We had a 2020 Savagnin “Amphore” from Bénédicte and Stéphane Tissot (about $100 retail). The Tissots age this wine for five months in clay amphora, a process similar to that used in the production of Georgian wine, and then in large wooden casks called demi-muid. The result is a bright orange, cloudy wine that is reticulated with hints of stone fruit, black tea and cider. It is, as one commentator noted, “powerful stuff,” and not just because of its high acidity and 14.5 percent alcohol. Distinctive. Delicious. Delightful. I did not know at the time, but it turns out that DNA analysis recently revealed that grüner veltliner is a natural crossing of the savagnin grape and an obscure Austrian variety from the Burgenland region of eastern Austria, so our evening’s wine consumption had hidden interconnections.

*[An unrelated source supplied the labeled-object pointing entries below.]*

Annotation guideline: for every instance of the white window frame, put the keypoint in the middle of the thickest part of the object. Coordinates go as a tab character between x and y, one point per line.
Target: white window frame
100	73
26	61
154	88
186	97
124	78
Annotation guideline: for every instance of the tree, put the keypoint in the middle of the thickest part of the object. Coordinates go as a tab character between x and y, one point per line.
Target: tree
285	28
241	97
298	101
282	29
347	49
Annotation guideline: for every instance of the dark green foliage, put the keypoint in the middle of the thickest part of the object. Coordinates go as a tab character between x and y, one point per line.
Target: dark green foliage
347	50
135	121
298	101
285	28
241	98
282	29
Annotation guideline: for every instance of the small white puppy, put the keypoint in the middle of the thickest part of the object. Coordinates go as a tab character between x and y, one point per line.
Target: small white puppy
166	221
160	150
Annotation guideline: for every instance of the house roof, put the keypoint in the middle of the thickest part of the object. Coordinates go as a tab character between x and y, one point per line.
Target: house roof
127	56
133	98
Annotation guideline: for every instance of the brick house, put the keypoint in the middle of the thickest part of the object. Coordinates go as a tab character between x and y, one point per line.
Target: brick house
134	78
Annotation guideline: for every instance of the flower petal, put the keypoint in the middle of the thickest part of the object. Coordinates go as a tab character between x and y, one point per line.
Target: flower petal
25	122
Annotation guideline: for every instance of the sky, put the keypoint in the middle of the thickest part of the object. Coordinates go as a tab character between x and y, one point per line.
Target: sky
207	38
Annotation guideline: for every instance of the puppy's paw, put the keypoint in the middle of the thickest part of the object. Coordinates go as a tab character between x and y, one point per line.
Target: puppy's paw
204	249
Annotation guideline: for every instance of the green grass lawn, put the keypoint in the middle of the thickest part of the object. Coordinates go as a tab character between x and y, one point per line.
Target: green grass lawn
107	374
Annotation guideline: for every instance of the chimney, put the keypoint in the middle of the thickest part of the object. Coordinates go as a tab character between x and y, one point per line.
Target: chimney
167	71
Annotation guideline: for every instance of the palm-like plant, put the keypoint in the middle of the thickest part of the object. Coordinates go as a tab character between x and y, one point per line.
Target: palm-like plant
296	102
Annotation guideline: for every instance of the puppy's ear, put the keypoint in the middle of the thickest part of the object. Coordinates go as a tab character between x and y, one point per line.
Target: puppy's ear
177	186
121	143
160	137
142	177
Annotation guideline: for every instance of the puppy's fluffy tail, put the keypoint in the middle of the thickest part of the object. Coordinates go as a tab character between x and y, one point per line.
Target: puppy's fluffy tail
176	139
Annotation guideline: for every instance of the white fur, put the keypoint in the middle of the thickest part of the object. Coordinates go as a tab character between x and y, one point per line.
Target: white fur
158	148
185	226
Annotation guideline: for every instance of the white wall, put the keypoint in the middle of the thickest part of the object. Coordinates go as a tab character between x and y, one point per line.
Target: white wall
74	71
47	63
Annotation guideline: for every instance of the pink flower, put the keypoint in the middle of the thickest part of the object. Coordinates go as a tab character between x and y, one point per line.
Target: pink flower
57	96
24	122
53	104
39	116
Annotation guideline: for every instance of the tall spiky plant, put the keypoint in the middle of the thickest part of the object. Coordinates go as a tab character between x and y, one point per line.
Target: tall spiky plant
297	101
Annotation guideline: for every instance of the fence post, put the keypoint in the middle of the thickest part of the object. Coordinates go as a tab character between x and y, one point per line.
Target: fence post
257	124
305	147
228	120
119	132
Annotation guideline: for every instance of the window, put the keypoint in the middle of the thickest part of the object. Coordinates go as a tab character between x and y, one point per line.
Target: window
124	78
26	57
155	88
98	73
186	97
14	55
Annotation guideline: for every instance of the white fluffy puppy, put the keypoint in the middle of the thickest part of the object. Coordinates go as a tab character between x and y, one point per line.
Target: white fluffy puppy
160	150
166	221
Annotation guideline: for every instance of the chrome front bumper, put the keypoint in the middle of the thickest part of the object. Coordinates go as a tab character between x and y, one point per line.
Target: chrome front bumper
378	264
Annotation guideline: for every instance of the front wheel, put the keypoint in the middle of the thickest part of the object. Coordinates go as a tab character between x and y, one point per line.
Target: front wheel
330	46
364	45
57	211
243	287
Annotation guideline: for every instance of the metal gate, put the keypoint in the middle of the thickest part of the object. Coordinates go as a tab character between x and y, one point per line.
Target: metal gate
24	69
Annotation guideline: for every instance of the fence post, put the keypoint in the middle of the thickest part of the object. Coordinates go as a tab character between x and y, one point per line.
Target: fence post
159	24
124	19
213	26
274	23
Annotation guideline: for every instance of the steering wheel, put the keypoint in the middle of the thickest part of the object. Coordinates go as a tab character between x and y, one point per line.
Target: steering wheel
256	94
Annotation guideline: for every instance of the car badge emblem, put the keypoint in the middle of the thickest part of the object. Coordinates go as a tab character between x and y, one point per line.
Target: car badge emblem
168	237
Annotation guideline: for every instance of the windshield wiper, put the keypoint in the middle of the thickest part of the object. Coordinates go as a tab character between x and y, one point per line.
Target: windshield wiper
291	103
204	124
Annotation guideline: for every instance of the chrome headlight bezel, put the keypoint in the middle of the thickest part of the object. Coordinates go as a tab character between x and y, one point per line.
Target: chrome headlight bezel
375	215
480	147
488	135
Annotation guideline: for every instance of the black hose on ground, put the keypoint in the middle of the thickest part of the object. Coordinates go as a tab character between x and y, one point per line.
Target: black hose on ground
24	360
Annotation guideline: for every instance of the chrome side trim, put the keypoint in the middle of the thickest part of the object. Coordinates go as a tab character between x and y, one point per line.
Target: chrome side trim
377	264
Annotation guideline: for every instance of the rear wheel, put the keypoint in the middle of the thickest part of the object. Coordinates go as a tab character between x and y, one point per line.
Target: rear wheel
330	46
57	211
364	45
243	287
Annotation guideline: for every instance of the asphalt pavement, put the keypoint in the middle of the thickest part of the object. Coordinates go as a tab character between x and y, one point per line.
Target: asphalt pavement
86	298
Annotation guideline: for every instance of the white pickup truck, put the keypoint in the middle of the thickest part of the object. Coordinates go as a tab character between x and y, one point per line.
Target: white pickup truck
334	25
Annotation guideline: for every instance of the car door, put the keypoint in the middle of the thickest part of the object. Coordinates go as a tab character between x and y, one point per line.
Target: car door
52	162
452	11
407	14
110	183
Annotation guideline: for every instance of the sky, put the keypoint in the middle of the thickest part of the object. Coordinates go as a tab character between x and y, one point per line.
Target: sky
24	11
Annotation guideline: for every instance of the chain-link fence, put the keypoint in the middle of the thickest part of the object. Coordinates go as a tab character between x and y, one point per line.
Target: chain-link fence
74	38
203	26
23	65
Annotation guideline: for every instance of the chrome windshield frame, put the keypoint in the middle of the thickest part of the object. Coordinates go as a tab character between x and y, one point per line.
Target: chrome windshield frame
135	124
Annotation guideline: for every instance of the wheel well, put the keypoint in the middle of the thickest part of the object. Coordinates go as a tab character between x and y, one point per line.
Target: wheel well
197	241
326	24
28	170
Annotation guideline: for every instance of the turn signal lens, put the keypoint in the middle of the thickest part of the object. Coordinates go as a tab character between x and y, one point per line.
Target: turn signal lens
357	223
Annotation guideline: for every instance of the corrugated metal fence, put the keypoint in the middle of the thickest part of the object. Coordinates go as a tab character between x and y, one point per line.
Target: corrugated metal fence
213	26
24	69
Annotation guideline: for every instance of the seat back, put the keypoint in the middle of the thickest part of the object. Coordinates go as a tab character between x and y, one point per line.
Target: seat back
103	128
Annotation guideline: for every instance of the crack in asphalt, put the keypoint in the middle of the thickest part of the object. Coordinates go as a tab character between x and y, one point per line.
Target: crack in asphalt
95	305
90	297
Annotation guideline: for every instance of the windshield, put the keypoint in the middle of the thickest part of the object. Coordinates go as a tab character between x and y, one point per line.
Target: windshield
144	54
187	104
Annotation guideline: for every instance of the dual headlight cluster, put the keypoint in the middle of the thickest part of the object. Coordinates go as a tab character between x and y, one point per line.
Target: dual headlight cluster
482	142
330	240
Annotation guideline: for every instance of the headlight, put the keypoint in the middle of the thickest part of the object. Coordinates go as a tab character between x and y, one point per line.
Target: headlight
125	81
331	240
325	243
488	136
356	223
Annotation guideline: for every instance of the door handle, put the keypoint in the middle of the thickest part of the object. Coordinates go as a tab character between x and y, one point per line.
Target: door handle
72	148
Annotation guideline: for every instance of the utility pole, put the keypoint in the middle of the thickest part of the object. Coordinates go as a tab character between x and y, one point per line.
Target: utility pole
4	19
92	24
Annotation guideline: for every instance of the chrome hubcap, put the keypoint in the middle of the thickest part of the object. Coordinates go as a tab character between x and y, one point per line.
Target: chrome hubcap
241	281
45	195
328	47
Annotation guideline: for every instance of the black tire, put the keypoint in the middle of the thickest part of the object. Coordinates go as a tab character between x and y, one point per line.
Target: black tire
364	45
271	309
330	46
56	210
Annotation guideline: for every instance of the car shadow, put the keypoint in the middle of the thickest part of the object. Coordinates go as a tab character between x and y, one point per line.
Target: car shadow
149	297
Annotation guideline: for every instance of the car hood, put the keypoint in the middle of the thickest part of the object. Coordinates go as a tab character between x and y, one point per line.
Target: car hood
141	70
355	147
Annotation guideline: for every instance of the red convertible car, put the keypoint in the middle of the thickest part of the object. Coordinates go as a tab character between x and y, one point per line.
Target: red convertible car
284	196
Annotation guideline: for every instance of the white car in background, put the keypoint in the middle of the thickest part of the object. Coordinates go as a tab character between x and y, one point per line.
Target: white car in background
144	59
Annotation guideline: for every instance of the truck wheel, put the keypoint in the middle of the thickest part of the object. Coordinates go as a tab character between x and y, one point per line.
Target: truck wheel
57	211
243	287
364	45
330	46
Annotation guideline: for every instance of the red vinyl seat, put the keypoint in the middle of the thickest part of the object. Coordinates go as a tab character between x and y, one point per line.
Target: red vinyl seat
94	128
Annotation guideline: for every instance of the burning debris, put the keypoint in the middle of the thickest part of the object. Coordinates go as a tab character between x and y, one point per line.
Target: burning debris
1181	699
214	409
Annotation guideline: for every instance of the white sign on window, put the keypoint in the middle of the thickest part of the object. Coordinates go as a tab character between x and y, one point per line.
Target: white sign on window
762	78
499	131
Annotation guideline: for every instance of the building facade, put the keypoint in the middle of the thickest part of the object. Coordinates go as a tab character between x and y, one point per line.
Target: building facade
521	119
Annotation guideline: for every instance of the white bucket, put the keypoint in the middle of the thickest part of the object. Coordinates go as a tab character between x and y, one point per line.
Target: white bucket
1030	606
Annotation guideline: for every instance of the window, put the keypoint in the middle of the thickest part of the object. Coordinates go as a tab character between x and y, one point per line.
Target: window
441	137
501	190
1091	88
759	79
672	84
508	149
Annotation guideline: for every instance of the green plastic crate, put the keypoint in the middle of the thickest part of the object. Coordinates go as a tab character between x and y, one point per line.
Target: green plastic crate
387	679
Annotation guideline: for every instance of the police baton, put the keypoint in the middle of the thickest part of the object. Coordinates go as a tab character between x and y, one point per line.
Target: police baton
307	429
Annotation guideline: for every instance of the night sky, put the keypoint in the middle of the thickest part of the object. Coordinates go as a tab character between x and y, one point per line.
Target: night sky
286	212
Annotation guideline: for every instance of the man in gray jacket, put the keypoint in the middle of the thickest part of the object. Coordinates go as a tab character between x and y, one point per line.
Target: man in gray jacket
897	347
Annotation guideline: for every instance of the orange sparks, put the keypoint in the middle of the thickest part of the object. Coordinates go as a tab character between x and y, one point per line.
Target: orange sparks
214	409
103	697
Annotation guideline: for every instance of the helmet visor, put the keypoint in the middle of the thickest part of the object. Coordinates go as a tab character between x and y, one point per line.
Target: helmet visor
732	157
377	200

Grüner veltliner. Savagnin. Here’s another grape you will be hearing more about: clairette blanc. It’s prominent in many Provençal whites (you’ll also find it in wines from the Rhône and Languedoc). We’ve had occasion to sample the rosé from Domaine du Bagnol before. The white from this storied vineyard from around the ancient fishing village of Cassis is a blend of clairette blanc, ugni blanc (also called trebbiano), and roussanne. It sells for about $30. Like its Cassis neighbor Clos Sainte Magdeleine, another winner, it is a subtle, quietly aromatic wine that grows and blossoms on the palate. Cassis has been home to the vine since Greek sailors from Phocaea arrived in the 6th century BC. The wine writer and importer Kermit Lynch calls it “an earthly paradise.” When you book a trip, let me know if you require an unpaid travel companion.